You are given a 0-indexedm x nbinary matrix grid. You can move from a cell (row, col) to any of the cells (row + 1, col) or (row, col + 1).
Return true if there is a path from (0, 0) to (m - 1, n - 1) that visits an equal number of 0's and 1's. Otherwise return false.
Example 1:
Input: grid = [[0,1,0,0],[0,1,0,0],[1,0,1,0]]
Output: true
Explanation: The path colored in blue in the above diagram is a valid path because we have 3 cells with a value of 1 and 3 with a value of 0. Since there is a valid path, we return true.
Example 2:
Input: grid = [[1,1,0],[0,0,1],[1,0,0]]
Output: false
Explanation: There is no path in this grid with an equal number of 0's and 1's.
Constraints:
m == grid.length
n == grid[i].length
2 <= m, n <= 100
grid[i][j] is either 0 or 1.
Solutions
Solution 1: Memoization Search
According to the problem description, we know that the number of 0s and 1s on the path from the top-left corner to the bottom-right corner is equal, and the total number is \(m + n - 1\), which means the number of 0s and 1s are both \((m + n - 1) / 2\).

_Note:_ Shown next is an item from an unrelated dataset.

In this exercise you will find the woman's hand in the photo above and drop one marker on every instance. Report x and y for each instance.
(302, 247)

Therefore, we can use memoization search, starting from the top-left corner and moving right or down until reaching the bottom-right corner, to check if the number of 0s and 1s on the path is equal.
The time complexity is \(O(m \times n \times (m + n))\). Here, \(m\) and \(n\) are the number of rows and columns of the matrix, respectively.